23 February 2009

Pundit Accuracy A Question Of Style

At first, [Stanford University research psychologist Philip] Tetlock's ongoing study of 82,361 predictions by 284 pundits (most but not all of them American) came up empty. He initially looked at whether accuracy was related to having a Ph.D., being an economist or political scientist rather than a blowhard journalist, having policy experience or access to classified information, or being a realist or neocon, liberal or conservative. The answers were no on all counts. The best predictor, in a backward sort of way, was fame: the more feted by the media, the worse a pundit's accuracy. . . . The media's preferred pundits are forceful, confident and decisive, not tentative and balanced. They are, in short, hedgehogs, not foxes.

[P]olitical philosopher Isaiah Berlin . . . in 1953 argued that hedgehogs "know one big thing." They apply that one thing (for instance, that ethnicity and language are primal; ergo, any country that contains many ethnic groups will break up) everywhere, express supreme confidence in their forecasts, dismiss opposing views and are drawn to top-down arguments deduced from that Big Idea.

Foxes, in contrast, "know many things," as Berlin put it. They consider competing views, make bottom-up inductive arguments from an array of facts and doubt the power of Big Ideas. "The hedgehog-fox dimension did what none of the other traits did," says Tetlock, who described the study in his 2005 book "Expert Political Judgment": "distinguish more accurate forecasters from less accurate ones" in both politics (will Iraq break up?) and economics (whither unemployment?).


From here, via Newsweek.

Even though "foxes" are more accurate than "hedgehogs," random chance "produces a forecast more accurate than most pundits'. Simply extrapolating from recent data on, say, economic output does even better."

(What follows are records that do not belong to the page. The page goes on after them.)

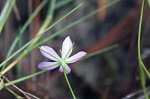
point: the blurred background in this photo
(110, 75)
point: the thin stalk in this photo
(46, 23)
(142, 75)
(5, 12)
(13, 45)
(101, 51)
(23, 78)
(67, 81)
(62, 3)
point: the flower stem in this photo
(68, 83)
(141, 65)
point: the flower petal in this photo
(68, 70)
(48, 52)
(66, 47)
(76, 57)
(48, 65)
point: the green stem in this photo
(5, 13)
(141, 65)
(68, 83)
(23, 78)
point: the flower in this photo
(62, 61)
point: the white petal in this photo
(48, 52)
(68, 70)
(76, 57)
(48, 65)
(67, 47)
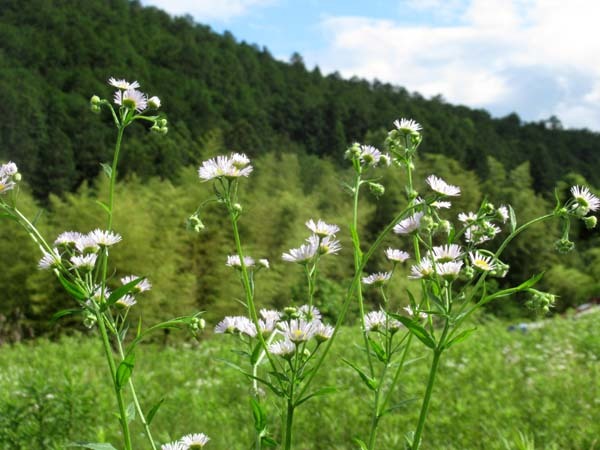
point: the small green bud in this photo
(193, 223)
(376, 189)
(564, 245)
(590, 222)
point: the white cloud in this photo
(536, 57)
(203, 10)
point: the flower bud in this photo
(376, 189)
(590, 222)
(154, 102)
(564, 245)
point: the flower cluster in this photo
(9, 176)
(322, 242)
(195, 441)
(285, 330)
(233, 166)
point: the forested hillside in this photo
(219, 96)
(55, 53)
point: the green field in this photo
(498, 390)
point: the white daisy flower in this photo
(408, 126)
(321, 228)
(234, 166)
(282, 348)
(409, 224)
(503, 213)
(104, 238)
(85, 262)
(414, 314)
(68, 238)
(446, 253)
(123, 84)
(481, 261)
(377, 278)
(143, 285)
(449, 269)
(125, 302)
(298, 330)
(422, 270)
(50, 260)
(323, 332)
(396, 255)
(234, 261)
(194, 441)
(329, 245)
(441, 187)
(8, 170)
(585, 199)
(173, 446)
(132, 99)
(467, 218)
(375, 321)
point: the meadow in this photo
(500, 389)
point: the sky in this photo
(537, 58)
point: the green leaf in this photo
(513, 219)
(104, 206)
(64, 312)
(361, 444)
(378, 350)
(260, 417)
(370, 382)
(416, 329)
(256, 353)
(107, 169)
(317, 393)
(460, 337)
(73, 290)
(153, 411)
(122, 291)
(125, 369)
(92, 446)
(130, 413)
(268, 441)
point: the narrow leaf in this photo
(153, 411)
(318, 392)
(125, 369)
(513, 219)
(73, 290)
(416, 329)
(107, 169)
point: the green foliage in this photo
(55, 60)
(503, 390)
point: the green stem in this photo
(425, 406)
(113, 374)
(289, 420)
(113, 176)
(135, 398)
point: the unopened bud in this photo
(376, 189)
(590, 222)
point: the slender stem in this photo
(425, 406)
(288, 424)
(113, 373)
(113, 176)
(135, 398)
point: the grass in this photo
(497, 390)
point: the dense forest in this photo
(221, 95)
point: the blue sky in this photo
(534, 57)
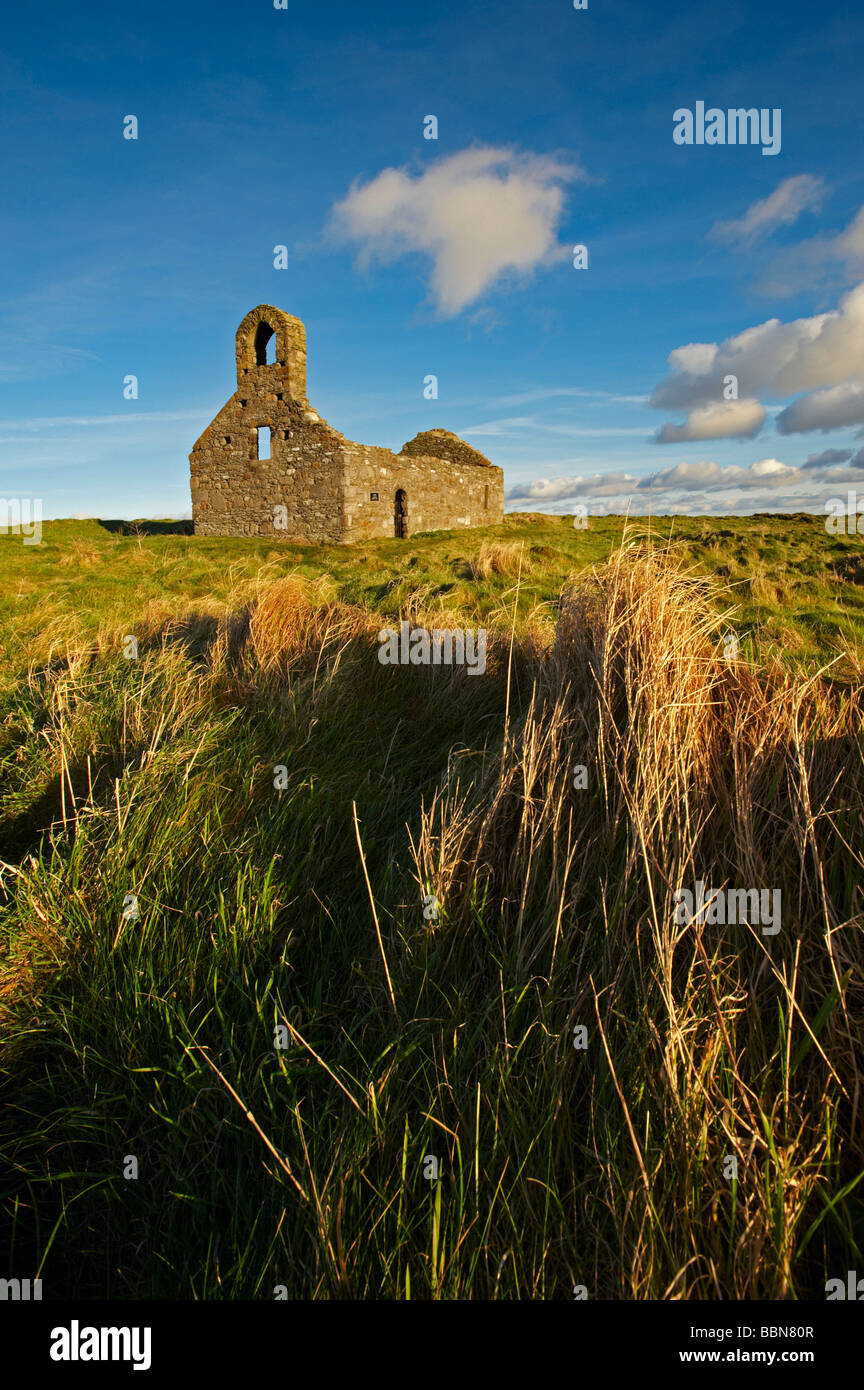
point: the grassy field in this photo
(289, 908)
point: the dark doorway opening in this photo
(266, 345)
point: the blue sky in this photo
(263, 127)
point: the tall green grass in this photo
(407, 1037)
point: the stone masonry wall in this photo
(236, 494)
(439, 495)
(329, 488)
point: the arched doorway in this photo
(400, 514)
(266, 345)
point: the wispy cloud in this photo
(477, 216)
(803, 193)
(823, 355)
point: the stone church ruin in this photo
(268, 464)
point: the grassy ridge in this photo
(302, 908)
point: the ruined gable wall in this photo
(441, 494)
(235, 494)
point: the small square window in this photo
(263, 435)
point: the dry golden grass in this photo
(506, 558)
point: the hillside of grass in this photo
(282, 1034)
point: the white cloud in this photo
(710, 476)
(717, 420)
(556, 489)
(782, 207)
(829, 409)
(824, 350)
(816, 260)
(477, 214)
(693, 488)
(828, 458)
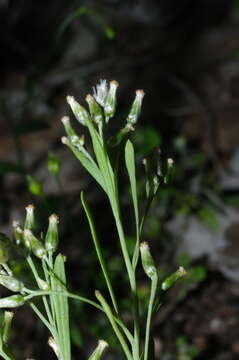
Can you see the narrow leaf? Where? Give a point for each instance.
(130, 165)
(61, 307)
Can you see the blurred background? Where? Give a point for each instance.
(185, 55)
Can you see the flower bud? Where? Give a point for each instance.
(170, 281)
(80, 113)
(11, 283)
(78, 142)
(67, 125)
(136, 107)
(7, 322)
(169, 172)
(100, 92)
(95, 109)
(54, 346)
(33, 244)
(12, 301)
(51, 239)
(110, 102)
(147, 260)
(42, 284)
(29, 222)
(17, 233)
(98, 352)
(34, 186)
(53, 164)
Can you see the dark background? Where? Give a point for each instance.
(185, 55)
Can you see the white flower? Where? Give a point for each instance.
(100, 92)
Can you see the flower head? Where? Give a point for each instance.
(100, 92)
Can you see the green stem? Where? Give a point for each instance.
(131, 274)
(33, 293)
(114, 325)
(153, 291)
(98, 251)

The deeper question is why this should be the case. Readers surely don't try to be deceived by pundits, yet it is popularity with readers that drives a pundit's poularity of pundits with publishers, and hence a pundit's fame. Why should people consistently prefer a cognitive style in people making predictions that is consistently less accurate?

Here's one plausible guess.

Perhaps, in our evolutionary history, the predecessor to the modern pundit was the courtier, i.e. the senior advisor to a group's leader. While leaders may have learned the hard way that hedgehogs do not make better predictors of the future, in the pre-journalistic era, average people had a lot more communication with leaders themselves than people giving advice to leaders.

Democracy is a young form of government. Other than a few ancient Greek city-states, a part of Rome's history, second millenium Iceland, and the gradual democratication of the British state (not really complete until the mid-1800s), there were no democracies until the French and American Revolutions, respectively, in the late 1700s. Urban living, in contrast, is at least twenty times as old.

In a non-democratic state, citizens don't participate in daily decision making that it is the business of pundits to second guess. Citizens stay where they were born, or go into exile with a more attractive leader. They submit to a conqueror, or rebel out of loyalty to their previous leader. (This may also help explain why terrorism and civil war almost always has its roots in questions of the legitimacy of a regime, rather than its policy choices; humans may be hardwired not to violently rebel against decisions they have no opportunity to participate in making.)

In a leader, who makes his own fate to a great extent, it is a virtue to be publicly forceful, confident and decisive, rather than tentative and balanced. The goal of a leader is to motivate people, not to accurately predict the outcome of events they will not play a part in themselves. Leaders with a clear vision may have more success in changing outcomes. There is no evolutionary percentage in knowing that you are going to fail before you do if you can do nothing about it.

Wise leaders, in turn, can formulate their plans, from the tenantive and balanced counsel that they receive in private. Indeed, confidentiality is a central element of the ethics of all professions who make it their business to give advice: lawyers, doctors, psychologists, accountants, and clergy. Even more notably, in the ancient convention in parliamentary regimes, cabinet members in a government are obligated to show a united public face to the public on policy issues, regardless of the views that members have personally expressed in private cabinet deliberations.

The average newspaper reader hasn't caught up with his or her psychological legacy. Most of us hunger for decisive leadership, rather than thinking like kings ourselves.

2 comments:

Michael Malak said...

Perhaps that is the reason for the apparent failure of democracy -- that people prefer "decisive leadership" over "thinking like kings", i.e. most people are followers rather than leaders.

Andrew Oh-Willeke said...

Not so sure.

It isn't at all obvious to me that democracy has failed. Since its emergence, it had become the predominant form of government, and even in the places where it is absent, single party state leaders and military junta dictators claim that despite temporary necessities that they aspire to some form of democracy.

This could, however, explain why republican government (with a little "r") works better than government via citizen initiative.

I suspect that minimally democratic democracies (i.e. those with a minimum of decisions for citizens to vote upon), like the federal government, and even systems like the U.K. where you vote only for a member of parliament and a local councilperson, are best most of time. (Switzerland being the leading counter-example in this and many other ways.)